Апофеозом знакомства стал мистер Боб. Я сразу не мог сказать, кого он мне напоминает больше, хромого ворона, въедливую цаплю, не самого удачного двойника Чарли Чаплина или хитрого визиря из персидских сказок. Он, скрывшись в тени, подобно серому кардиналу, давно наблюдал за нами оценивающим пронзительным взглядом из-под низко, до самых чёрных глаз, затянутой по-пиратски чёрной банданы. Кого он видел? Конкурентов на пути карьерной лестницы? Мух, вторгшихся в паутину дворцово-отельных интриг? Разводчиков чау-чау, ищущих новый рынок для сбыта просроченных собачьих консервов? Или же новых друзей? Кто знает? Такой взгляд мог скрывать какие угодно мысли, даже самые безумные, вплоть до ограбления киоска «союзпечать». Небрежно и по возможности чинно, то шаркая правой ногой то волоча её за собой, он подошёл к нам с Джаном.

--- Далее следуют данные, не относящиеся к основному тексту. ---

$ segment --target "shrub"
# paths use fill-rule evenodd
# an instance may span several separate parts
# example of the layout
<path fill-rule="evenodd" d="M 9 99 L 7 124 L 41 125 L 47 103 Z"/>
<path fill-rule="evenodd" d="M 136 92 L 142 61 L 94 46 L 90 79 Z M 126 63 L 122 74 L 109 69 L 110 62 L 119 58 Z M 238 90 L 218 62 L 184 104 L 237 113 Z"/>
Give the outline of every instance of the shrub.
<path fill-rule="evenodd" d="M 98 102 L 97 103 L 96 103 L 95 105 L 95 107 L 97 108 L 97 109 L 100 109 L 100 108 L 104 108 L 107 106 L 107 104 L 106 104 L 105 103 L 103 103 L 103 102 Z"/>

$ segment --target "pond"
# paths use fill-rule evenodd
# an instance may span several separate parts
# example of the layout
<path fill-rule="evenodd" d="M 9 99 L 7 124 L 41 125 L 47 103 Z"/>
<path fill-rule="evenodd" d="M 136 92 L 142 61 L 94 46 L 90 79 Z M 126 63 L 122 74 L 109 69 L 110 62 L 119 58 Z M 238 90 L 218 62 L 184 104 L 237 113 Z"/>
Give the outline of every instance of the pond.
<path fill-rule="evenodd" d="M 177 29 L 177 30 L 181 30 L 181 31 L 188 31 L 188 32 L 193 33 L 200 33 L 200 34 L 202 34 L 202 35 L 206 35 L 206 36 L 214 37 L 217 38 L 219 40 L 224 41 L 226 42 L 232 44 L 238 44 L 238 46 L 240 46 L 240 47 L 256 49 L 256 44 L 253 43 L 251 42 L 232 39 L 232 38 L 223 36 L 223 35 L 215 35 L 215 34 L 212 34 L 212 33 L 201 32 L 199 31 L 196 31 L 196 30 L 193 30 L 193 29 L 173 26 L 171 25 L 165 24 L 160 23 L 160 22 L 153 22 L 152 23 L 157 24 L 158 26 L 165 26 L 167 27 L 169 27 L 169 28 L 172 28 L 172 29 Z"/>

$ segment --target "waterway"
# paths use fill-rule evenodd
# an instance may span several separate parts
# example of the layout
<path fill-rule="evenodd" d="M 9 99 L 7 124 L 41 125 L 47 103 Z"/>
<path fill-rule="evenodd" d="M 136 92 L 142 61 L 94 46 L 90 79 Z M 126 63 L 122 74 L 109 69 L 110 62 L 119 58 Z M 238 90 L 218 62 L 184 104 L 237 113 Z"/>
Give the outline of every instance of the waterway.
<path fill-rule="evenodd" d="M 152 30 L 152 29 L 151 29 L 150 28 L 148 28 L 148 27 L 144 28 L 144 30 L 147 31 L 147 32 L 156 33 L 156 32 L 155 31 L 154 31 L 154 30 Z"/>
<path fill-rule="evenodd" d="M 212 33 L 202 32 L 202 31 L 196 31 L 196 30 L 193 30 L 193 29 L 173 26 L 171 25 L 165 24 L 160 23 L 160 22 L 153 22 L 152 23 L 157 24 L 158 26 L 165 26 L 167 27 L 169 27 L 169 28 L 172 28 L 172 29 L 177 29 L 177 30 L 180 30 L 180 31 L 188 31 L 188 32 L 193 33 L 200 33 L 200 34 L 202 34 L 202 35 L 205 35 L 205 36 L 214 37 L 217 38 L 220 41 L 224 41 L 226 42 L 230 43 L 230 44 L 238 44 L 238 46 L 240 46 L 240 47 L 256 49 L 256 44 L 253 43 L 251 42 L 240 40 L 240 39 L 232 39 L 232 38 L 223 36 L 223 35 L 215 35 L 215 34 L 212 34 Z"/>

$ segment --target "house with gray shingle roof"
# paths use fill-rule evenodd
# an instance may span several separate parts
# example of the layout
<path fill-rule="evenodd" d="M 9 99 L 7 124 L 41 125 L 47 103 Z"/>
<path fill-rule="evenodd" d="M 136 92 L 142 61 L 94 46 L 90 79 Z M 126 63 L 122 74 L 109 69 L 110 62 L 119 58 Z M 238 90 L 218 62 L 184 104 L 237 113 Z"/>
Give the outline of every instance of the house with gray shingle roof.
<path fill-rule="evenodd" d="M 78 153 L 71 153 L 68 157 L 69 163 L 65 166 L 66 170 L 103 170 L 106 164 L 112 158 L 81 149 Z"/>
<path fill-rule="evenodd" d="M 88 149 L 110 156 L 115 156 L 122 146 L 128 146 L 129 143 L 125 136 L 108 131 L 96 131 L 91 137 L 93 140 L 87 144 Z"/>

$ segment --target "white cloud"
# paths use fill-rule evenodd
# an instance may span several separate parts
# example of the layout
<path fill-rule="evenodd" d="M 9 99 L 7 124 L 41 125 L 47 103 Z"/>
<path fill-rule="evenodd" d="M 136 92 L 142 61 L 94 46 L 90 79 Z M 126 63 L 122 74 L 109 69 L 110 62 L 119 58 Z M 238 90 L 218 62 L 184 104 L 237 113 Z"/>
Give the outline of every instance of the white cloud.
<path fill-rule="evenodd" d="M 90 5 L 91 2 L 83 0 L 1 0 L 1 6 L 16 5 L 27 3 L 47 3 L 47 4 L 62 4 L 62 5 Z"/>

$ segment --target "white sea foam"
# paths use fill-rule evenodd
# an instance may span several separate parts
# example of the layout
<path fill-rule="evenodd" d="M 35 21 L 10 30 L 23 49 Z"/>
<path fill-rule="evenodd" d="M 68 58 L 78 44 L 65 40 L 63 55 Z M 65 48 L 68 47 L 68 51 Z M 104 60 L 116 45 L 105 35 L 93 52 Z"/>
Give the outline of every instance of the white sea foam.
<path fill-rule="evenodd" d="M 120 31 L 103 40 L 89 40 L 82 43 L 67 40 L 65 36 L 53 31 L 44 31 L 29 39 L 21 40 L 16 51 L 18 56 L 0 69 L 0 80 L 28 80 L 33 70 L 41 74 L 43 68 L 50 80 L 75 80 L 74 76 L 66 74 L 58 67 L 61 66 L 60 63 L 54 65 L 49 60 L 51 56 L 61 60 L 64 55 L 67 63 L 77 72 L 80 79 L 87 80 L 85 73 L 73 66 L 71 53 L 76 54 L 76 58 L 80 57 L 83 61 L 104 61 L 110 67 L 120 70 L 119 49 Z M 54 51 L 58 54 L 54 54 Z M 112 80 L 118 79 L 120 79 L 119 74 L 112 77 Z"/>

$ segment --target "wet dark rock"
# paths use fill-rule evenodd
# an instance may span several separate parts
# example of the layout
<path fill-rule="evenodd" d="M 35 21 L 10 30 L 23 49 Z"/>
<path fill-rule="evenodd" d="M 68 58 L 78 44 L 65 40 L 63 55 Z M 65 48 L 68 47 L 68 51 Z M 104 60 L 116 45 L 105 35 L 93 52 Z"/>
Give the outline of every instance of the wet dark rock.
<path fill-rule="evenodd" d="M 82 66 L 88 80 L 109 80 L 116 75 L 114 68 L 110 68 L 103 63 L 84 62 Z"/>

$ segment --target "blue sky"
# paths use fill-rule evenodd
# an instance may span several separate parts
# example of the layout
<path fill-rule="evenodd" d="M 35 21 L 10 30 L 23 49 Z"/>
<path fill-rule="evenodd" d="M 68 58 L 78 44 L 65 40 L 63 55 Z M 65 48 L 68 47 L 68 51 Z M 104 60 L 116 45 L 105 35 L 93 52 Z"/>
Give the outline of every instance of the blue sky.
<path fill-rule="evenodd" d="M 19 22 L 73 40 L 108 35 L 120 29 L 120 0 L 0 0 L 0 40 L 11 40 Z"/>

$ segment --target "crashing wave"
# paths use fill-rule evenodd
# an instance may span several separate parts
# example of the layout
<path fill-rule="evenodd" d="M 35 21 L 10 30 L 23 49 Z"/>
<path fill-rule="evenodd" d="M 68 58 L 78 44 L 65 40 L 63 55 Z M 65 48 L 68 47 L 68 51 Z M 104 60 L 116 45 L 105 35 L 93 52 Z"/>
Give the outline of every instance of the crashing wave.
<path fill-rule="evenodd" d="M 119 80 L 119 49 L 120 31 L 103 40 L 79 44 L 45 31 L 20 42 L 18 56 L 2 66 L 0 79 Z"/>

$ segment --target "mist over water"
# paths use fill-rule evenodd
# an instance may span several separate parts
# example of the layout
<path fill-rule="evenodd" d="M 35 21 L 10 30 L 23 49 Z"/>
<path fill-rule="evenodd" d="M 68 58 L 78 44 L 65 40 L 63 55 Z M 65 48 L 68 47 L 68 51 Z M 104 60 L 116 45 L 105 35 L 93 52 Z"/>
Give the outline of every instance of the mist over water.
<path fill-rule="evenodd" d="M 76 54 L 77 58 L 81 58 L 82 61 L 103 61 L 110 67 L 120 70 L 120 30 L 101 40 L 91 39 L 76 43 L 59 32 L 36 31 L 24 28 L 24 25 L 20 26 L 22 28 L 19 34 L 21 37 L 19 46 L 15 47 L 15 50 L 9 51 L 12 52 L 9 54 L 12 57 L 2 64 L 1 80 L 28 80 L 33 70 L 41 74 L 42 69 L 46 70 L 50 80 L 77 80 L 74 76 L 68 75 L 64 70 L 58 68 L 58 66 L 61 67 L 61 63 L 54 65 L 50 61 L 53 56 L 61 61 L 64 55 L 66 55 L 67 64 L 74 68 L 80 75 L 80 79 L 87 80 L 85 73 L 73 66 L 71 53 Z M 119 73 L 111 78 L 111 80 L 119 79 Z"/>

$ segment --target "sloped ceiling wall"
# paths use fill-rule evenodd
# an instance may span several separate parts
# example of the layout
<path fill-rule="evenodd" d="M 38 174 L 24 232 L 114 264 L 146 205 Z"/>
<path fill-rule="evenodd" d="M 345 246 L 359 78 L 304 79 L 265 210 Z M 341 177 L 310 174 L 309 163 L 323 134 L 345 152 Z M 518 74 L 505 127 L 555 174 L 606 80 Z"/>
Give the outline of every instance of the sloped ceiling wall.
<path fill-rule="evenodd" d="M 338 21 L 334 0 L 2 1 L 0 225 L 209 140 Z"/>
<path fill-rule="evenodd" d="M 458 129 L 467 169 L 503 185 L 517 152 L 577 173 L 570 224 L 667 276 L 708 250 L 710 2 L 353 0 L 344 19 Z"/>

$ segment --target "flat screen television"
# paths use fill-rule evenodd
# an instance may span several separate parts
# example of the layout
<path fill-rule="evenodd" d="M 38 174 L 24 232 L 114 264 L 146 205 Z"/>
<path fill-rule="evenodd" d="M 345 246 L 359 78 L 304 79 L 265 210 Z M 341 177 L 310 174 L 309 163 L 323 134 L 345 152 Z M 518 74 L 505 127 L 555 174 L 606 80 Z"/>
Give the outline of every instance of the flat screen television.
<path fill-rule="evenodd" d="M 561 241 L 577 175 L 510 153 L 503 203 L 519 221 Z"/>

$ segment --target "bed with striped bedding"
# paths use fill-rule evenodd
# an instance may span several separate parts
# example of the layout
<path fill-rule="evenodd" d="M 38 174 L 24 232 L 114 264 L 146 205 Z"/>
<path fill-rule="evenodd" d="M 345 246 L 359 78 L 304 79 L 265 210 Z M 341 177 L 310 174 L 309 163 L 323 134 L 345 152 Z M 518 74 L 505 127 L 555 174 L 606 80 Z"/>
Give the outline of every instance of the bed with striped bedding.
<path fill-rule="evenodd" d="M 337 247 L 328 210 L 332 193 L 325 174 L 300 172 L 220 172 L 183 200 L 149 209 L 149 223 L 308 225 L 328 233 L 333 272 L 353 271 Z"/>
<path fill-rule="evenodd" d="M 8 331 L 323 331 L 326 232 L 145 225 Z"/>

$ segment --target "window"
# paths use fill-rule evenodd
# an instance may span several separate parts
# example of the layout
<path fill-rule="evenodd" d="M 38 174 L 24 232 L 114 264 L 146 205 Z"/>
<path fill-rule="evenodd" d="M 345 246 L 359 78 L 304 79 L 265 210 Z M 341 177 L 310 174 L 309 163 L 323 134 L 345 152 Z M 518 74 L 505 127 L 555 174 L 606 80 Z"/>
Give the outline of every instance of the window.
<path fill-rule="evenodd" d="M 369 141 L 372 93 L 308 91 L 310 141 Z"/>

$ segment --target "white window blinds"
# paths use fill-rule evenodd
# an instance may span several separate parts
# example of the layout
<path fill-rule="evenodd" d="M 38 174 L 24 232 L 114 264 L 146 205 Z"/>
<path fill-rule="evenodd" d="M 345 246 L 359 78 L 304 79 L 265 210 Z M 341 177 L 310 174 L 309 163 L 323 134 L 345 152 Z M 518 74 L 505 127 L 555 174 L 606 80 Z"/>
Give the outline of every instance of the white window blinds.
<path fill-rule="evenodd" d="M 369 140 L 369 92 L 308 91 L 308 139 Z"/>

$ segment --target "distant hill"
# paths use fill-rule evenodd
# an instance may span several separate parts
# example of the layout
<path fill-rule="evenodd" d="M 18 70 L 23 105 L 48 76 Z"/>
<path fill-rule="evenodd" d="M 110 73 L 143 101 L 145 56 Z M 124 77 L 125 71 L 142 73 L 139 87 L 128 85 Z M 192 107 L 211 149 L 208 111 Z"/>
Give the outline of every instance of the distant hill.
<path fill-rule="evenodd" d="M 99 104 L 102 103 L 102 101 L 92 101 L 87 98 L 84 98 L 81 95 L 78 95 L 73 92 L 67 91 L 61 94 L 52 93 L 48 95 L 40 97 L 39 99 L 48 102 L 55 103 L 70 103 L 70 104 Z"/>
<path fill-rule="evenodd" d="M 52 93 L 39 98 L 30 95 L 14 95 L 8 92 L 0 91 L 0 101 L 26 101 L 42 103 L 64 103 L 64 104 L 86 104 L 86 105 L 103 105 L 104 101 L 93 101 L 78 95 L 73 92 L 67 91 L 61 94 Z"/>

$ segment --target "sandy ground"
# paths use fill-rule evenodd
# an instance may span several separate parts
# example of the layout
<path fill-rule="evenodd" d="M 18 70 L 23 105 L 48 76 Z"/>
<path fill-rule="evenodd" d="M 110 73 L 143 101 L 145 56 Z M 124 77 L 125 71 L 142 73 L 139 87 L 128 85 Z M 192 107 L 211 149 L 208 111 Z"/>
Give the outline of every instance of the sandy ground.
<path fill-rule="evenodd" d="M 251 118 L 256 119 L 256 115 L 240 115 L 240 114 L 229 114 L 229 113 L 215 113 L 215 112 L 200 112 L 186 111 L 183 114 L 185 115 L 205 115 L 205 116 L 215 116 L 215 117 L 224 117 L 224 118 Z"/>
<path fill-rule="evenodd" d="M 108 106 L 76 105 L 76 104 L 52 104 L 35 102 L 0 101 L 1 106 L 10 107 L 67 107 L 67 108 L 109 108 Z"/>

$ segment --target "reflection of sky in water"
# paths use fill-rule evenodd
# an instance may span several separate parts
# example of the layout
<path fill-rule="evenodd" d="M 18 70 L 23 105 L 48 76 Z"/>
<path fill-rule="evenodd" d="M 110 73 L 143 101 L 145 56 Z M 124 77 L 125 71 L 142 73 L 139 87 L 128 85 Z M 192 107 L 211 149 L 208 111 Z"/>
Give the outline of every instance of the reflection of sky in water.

– Боб! – представился он по-царски, протягивая руку ладонью вниз, словно для лобызания, смело ожидая, что от одного этого слова должны подкоситься колени и пересохнуть в волнении горло. Его худое лицо немного исказилось, крючковатый нос хищно загнулся, кинжальный взор сверх обострился, когда я пожал ему руку. Мне показалось или между нами в этот момент действительно промелькнула чёрная кошка. Растирая ладонь пожатой руки, он что-то прошипел на своём наречии. Наверное, я переборщил с интенсивностью пожатия. Впрочем, судя по его жилистой и близкой к анорексии фигуре, ему хватило бы даже половины дозы ладонного приветствия. Не переставая метать в мою сторону гневные взоры, он решил воздержаться от нового рукопожатия с Джаном и кивком поприветствовал того. Услышав от толстячка с лицом буддиста, что он шеф, Боб почему-то растерялся, растеряв пафос визиря и побледнел в и без того изменившейся физиономии. Из последующей перепалки его с Натали, я определил, что роль шефа в доблестной команде аниматоров Rose отеля он отводит себе и не собирается мириться с появлением какого-то Джана, претендующего на ту же роль. Он до того раззадорил себя яростными речами, что мог бы не избежать участи подвергнуться самосожжению то бишь воспламениться, но тут вновь вовремя возник Ур. Он стиснул его за плечи с такой силой, что воздуха для брани у мистера Боба не осталось и отвёл его в сторону, подальше от глазеющих на это действо туристов, которые на короткое время даже забыли о своей программе дня – зевать, пить и рыть шлёпком суэцкий канал.